Unkempt, but historic Evergreen Cemetery has a new owner eager to preserve and protect the burial ground for banker Maggie L. Walker, crusading journalist John Mitchell Jr. and as many as 50,000 other African-Americans.
After months of talks, Enrichmond Foundation, the nonprofit support arm for city parks and recreation, completed the purchase of the 60-acre cemetery from a private family corporation.
“This is huge for us,” John Sydnor, the foundation’s executive director, told the Free Press on Tuesday. “I am humbled, scared and excited to take on the task of preserving and protecting this historic place.”
The 49-year-old Richmond native described the purchase as a first step in an ambitious effort to restore Evergreen — created in 1891 as the African-American rival to the whites-only Hollywood Cemetery in Richmond — and three adjacent African-American cemeteries, private East End Cemetery and two owned by the city, that are equally neglected and almost as historic.
Evergreen, East End, a portion of Oakwood and Colored Pauper’s cemeteries sit on land at the city border with Henrico County, just north of the city’s Oakwood Cemetery, with access from Evergreen Road, Stony Run Parkway and East Richmond Road.
The foundation purchased Evergreen through its for-profit element, Parity LLC, Mr. Sydnor said. The transfer of ownership was effective May 24, and is one of the biggest for the Enrichmond Foundation that Mr. Sydnor has led for six years.
City records show Parity paid $140,000 to buy it from the previous owner, UK Corp., led by now aged and ailing Richmond resident Isaiah Entzminger and his family. Mr. Sydnor said most of the money went to pay off longstanding federal and state tax liens on the property that the UK Corp. couldn’t afford to pay.

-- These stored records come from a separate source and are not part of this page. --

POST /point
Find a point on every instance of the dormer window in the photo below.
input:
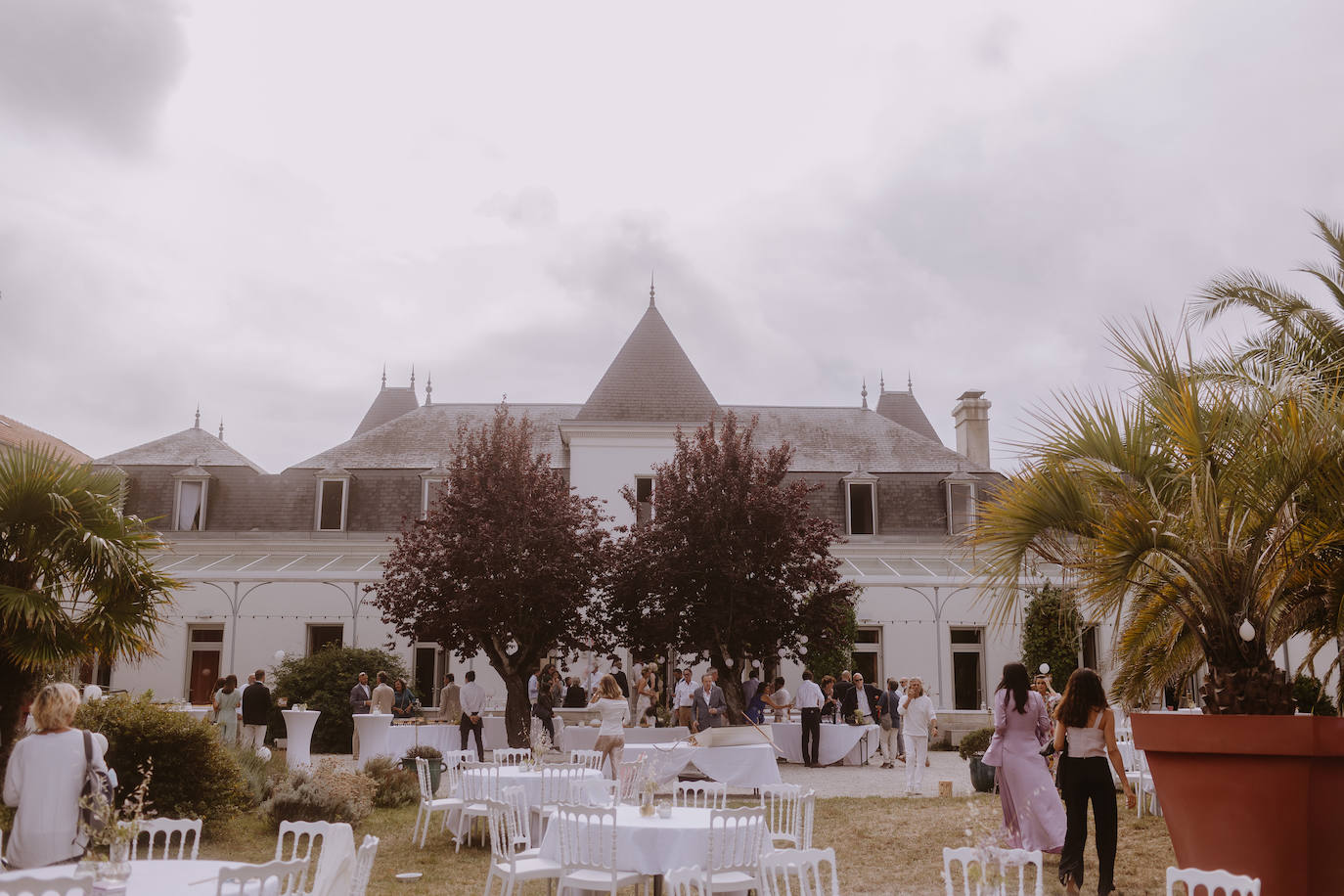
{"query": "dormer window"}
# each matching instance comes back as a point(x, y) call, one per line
point(643, 500)
point(191, 492)
point(962, 501)
point(861, 504)
point(431, 485)
point(333, 499)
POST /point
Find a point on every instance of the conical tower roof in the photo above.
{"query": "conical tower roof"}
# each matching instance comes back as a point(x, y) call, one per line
point(650, 379)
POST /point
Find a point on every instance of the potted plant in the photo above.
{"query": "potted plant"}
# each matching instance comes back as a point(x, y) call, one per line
point(1202, 510)
point(435, 763)
point(972, 748)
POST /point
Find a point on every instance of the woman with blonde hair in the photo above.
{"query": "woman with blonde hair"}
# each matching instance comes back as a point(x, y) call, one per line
point(45, 778)
point(614, 709)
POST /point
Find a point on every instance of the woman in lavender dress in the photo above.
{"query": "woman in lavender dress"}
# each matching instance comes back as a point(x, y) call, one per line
point(1034, 819)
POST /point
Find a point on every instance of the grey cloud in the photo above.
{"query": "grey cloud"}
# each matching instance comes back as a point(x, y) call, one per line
point(98, 67)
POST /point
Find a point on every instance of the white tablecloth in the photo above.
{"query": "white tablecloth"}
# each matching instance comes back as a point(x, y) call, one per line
point(157, 877)
point(650, 845)
point(850, 743)
point(747, 766)
point(585, 737)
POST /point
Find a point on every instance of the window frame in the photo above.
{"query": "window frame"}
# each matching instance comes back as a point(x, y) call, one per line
point(850, 481)
point(344, 501)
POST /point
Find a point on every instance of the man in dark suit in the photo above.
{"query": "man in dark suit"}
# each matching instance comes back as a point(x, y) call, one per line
point(862, 698)
point(618, 673)
point(708, 708)
point(255, 712)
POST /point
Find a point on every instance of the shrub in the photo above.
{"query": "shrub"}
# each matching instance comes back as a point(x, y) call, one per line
point(322, 794)
point(397, 787)
point(1050, 633)
point(1311, 696)
point(974, 741)
point(195, 776)
point(323, 681)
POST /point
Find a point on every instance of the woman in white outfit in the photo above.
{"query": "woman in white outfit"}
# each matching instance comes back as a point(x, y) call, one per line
point(613, 709)
point(45, 777)
point(918, 722)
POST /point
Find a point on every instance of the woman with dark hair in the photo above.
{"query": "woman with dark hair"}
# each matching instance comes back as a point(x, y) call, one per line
point(1034, 817)
point(1088, 726)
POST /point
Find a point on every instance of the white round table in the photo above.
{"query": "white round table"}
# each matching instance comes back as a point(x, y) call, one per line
point(373, 735)
point(157, 877)
point(298, 734)
point(650, 845)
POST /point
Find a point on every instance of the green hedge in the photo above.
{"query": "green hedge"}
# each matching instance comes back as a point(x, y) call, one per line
point(195, 776)
point(323, 681)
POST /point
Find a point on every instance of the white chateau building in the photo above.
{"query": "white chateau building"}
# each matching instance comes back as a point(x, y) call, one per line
point(279, 561)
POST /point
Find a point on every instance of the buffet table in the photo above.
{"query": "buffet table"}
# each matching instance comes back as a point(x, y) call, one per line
point(850, 744)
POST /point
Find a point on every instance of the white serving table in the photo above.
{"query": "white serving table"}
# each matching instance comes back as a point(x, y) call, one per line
point(746, 766)
point(848, 744)
point(373, 735)
point(298, 737)
point(160, 876)
point(650, 845)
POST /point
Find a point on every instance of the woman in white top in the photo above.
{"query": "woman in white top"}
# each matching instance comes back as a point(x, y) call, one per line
point(614, 711)
point(918, 722)
point(1086, 724)
point(45, 777)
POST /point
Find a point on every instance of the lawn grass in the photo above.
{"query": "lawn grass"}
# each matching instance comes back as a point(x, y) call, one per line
point(883, 846)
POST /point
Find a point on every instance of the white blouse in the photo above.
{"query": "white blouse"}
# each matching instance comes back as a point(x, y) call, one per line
point(43, 780)
point(614, 713)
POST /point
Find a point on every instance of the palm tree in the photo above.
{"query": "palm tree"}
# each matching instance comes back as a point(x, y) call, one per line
point(74, 575)
point(1192, 508)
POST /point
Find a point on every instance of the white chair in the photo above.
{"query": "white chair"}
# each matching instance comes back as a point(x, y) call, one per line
point(586, 758)
point(783, 806)
point(327, 837)
point(480, 782)
point(45, 887)
point(1214, 881)
point(506, 863)
point(700, 794)
point(162, 830)
point(974, 874)
point(511, 755)
point(798, 872)
point(588, 852)
point(628, 778)
point(685, 881)
point(737, 841)
point(288, 874)
point(430, 803)
point(363, 866)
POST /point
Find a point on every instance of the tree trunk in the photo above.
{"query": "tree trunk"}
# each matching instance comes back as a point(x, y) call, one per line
point(517, 712)
point(15, 686)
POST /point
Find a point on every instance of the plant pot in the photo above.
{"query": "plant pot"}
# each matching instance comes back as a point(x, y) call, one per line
point(981, 776)
point(1260, 795)
point(435, 770)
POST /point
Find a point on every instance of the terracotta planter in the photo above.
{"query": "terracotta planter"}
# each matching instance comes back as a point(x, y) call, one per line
point(1260, 795)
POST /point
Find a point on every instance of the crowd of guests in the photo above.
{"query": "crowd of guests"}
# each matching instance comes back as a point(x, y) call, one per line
point(1045, 810)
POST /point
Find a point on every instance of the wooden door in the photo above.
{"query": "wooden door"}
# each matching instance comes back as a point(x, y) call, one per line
point(204, 672)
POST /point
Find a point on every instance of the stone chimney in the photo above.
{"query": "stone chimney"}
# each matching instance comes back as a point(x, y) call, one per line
point(972, 420)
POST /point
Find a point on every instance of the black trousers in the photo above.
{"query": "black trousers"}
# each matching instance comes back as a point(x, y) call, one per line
point(466, 727)
point(811, 735)
point(1088, 780)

The foundation’s purchase price is expected to be reimbursed by the Virginia Outdoors Foundation, which has set aside $400,000 to create a conservation easement that would maintain the property as a public cemetery in perpetuity.
The next steps include working with the Chicora Foundation, a Columbia, S.C.,-based preservation group that, among other things, works on the preservation and development of African-American cemeteries and grave records.
Mr. Sydnor said Chicora is being called in to create “a master plan, with community input, for the restoration and protection of the gravesites, including the recording of names and locations of graves in a database. The plan will be extensive and detailed and will provide a blueprint for us to follow.”
In addition, he said Enrichmond is moving to hire a full-time caretaker who would work with churches and nonprofit groups like Preservation Virginia and volunteers who have been working to clear the overgrown vegetation from Evergreen and East End cemeteries.
That includes Evergreen Restoration Foundation, led by real estate broker Marvin Harris, and Friends of East End, led by retiree John Shuck and Brian Palmer.
Mr. Sydnor said the foundation also hopes to ink an agreement with the federal AmeriCorps service program to bring a cadre of paid participants to work at the cemetery sites by the fall.
Mr. Sydnor said Enrichmond also would be in court soon to gain control of the 12-acre East End Cemetery, which is partly in Richmond and which has been abandoned for decades.
In addition, he said the foundation is working on getting Richmond City Hall to cede ownership of the 5 acres of cemeteries it owns next to Evergreen, a once segregated portion of Oakwood Cemetery and a former burial ground for African-American poor people.
Mr. Sydnor, who became involved with Evergreen 10 years ago as a volunteer, said, “This is a property that grabs you and does not let go.”
The Evergreen purchase did not include UK Corp.’s other holding, Woodland Cemetery, 2300 Magnolia Road, where tennis star and humanitarian Arthur Ashe Jr. and others are buried.
“That is in Henrico County,” Mr. Sydnor said, “and our charter does not allow us to buy outside of Richmond.”
However, he said the foundation’s payoff of liens included those on Woodland Cemetery, which would enable another nonprofit to consider taking over and restoring that cemetery.